(Bloomberg) -- Russia set out just how much its gas flows to the global market will fall in the next three years -- and the numbers underscore the scale of the challenge facing Europe’s energy consumers.
Annual pipeline gas exports are set to drop by almost 40% to 125.2 billion cubic meters in 2023-2025, according to the nation’s three-year draft plan, seen by Bloomberg. Pipeline gas exports is estimated at 142 billion cubic meters this year, the draft showed.

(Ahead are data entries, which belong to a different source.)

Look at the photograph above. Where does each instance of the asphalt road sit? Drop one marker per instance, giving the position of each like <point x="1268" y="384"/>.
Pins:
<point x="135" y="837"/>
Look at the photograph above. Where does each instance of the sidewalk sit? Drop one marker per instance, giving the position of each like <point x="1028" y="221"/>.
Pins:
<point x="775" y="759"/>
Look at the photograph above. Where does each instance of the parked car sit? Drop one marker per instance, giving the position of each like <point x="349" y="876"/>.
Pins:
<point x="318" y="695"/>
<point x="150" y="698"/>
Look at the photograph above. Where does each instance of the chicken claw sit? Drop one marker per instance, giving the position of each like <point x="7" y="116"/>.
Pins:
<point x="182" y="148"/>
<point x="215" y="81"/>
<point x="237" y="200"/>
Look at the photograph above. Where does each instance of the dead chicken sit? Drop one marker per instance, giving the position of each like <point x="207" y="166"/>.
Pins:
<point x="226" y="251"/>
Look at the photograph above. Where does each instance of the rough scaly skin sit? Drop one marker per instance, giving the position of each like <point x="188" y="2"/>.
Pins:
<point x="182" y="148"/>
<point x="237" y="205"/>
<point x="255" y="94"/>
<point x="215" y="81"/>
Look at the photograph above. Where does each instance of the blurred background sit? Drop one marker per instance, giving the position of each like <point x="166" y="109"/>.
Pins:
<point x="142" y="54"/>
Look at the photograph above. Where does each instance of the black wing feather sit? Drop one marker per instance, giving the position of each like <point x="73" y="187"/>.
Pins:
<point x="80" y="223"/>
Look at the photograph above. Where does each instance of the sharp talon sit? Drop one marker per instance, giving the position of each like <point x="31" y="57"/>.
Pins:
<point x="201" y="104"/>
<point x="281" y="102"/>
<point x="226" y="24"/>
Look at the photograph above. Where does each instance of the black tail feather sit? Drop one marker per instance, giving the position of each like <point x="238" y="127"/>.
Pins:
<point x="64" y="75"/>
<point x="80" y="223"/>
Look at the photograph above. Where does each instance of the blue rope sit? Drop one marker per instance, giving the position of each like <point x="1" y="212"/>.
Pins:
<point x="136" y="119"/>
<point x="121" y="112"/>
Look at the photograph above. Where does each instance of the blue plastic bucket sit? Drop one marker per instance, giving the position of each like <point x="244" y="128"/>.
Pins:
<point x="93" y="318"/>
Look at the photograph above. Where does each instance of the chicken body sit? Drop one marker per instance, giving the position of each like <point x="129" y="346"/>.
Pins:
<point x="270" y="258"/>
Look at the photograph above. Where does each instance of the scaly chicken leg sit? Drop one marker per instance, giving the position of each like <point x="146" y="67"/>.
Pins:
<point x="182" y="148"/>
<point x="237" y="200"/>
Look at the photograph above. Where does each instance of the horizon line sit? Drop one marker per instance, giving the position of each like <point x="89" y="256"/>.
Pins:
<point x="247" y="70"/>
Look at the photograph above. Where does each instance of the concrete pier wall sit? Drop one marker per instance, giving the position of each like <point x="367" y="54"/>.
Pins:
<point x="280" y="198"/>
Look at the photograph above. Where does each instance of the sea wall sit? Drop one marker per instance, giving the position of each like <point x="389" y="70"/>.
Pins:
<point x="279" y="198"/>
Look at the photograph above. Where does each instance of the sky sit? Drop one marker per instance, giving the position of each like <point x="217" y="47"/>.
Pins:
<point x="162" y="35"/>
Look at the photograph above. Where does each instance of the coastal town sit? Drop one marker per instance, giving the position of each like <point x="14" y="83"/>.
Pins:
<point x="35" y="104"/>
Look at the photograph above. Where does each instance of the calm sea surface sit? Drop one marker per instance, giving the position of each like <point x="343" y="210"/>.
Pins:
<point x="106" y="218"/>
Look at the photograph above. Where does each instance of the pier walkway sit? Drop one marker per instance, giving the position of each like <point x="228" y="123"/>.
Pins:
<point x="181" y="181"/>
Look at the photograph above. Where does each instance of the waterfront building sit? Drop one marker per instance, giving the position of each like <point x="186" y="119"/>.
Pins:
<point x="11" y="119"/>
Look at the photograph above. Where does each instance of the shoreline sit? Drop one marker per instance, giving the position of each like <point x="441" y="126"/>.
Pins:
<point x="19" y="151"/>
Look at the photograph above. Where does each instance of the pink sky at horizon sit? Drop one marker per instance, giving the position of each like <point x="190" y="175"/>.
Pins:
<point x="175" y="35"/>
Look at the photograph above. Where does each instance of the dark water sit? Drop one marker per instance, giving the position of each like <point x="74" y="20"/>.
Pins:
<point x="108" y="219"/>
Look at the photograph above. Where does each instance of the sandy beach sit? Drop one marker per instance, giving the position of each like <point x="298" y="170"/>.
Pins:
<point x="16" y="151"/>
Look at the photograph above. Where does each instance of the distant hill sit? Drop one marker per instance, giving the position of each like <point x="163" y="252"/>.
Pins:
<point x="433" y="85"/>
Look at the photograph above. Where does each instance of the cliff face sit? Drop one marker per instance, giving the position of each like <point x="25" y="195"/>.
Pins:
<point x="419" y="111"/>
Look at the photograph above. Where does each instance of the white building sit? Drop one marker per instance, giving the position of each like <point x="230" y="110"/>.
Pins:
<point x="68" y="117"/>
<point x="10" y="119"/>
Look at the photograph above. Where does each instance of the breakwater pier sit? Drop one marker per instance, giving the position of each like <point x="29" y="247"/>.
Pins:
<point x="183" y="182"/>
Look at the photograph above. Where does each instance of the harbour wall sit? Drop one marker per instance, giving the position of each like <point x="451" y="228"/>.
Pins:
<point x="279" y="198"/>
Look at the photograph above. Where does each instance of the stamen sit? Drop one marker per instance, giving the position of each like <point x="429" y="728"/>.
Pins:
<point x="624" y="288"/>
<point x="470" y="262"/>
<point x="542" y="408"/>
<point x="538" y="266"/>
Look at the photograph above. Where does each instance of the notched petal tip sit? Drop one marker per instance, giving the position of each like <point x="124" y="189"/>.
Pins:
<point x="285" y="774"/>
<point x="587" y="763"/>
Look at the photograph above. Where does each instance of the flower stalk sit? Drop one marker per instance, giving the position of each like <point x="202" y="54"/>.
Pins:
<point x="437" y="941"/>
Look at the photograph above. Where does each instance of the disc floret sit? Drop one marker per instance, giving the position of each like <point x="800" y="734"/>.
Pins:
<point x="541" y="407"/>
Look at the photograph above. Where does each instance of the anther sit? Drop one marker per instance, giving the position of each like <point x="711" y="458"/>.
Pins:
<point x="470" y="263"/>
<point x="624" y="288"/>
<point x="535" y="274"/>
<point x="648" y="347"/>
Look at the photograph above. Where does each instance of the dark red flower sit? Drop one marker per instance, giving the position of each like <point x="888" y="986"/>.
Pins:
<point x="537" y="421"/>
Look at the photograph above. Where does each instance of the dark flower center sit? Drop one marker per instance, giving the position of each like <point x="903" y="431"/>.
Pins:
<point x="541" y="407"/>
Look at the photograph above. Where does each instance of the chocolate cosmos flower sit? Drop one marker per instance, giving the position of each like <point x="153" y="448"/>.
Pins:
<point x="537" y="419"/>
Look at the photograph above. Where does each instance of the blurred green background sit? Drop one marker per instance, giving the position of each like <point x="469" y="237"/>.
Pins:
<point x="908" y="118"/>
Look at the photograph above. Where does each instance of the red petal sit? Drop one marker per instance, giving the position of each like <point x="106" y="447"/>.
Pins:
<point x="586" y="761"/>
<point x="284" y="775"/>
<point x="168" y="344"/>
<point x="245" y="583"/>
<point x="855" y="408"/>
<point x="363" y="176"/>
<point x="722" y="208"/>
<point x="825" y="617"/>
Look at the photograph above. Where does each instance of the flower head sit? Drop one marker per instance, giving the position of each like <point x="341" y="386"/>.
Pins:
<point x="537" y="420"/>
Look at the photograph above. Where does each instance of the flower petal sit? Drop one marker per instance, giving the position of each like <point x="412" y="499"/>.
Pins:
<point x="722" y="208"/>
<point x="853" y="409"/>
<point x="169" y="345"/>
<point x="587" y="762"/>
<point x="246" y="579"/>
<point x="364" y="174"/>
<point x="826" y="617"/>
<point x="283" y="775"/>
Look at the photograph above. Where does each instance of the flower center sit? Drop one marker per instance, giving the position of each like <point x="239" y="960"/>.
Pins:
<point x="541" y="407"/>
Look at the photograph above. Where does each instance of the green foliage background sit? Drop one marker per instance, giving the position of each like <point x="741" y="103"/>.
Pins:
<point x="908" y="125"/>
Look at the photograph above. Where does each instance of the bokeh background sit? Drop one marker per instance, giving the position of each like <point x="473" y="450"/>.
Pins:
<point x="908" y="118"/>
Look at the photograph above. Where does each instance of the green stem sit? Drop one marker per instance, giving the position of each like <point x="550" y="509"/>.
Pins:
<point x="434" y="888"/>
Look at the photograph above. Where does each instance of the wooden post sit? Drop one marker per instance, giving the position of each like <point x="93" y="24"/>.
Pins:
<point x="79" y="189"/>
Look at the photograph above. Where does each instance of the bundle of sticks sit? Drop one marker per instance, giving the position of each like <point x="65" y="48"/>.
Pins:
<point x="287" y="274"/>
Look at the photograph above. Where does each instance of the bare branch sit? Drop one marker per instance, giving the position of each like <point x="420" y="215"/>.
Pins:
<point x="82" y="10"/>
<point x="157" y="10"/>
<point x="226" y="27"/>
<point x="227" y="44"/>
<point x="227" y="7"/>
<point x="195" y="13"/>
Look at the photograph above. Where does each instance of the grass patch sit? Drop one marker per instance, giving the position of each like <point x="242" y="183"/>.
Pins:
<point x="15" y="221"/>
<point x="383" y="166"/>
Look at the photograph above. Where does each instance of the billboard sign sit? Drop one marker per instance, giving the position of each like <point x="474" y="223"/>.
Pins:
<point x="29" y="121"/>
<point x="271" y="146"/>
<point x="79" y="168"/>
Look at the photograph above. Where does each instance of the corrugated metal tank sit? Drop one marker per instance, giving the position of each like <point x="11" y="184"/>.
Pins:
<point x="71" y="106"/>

Russia’s gas giant Gazprom PJSC has been reducing flows to Europe -- historically its biggest market -- for months amid the region’s sanctions over the invasion of Ukraine. Some European customers were cut off after refusing to comply with the Kremlin’s demand to be paid in rubles for supplies. Russia has also cut shipments to the region through major pipelines, citing Western sanctions and technical reasons. That left the region with capped flows via Ukraine and deliveries via the second leg of TurkStream as the last remaining routes for supplies to the continent.
The budget draft doesn’t provide a breakdown of the export markets. However, based on historic data and current flows, Turkey may become the single largest client of Gazprom on the continent. Last year Russia gas producer exported almost 27 billion cubic meters to Turkey.
China could become the second-largest buyer of Russian pipeline gas next year. The deal between Gazprom and China National Petroleum Corporation envisions a gradual increase of supply via the Power of Siberia pipeline to around 21 billion cubic meters in 2023 from some 15 billion to 16 billion this year targeted for this year.
Based on the assumptions above and given annual supplies of some 30 billion cubic meters to former Soviet Union nations, about 45 billion cubic meters of gas could be delivered to the European market. That equates to some 123 million cubic meters per day. Russia currently exports to Europe some 80 million cubic meters per day.
Those figures are subject to change as Gazprom makes the final decision on supplies based on market conditions, client requests, and potentially further escalations of Russia’s standoff with the West.
Russia expects crude exports to increase slightly, despite Europe halting most purchases from the nation. The three-year budget draft projects 250 million tons of crude to be exported next year, up from 243 million tons seen delivered this year, with 255 million tons and 260 million tons to be shipped in 2024 and 2025 respectively.
Shipments of oil products, however, are seen declining to 113 million tons in 2023, from a projected 130 million tons this year, according to the draft.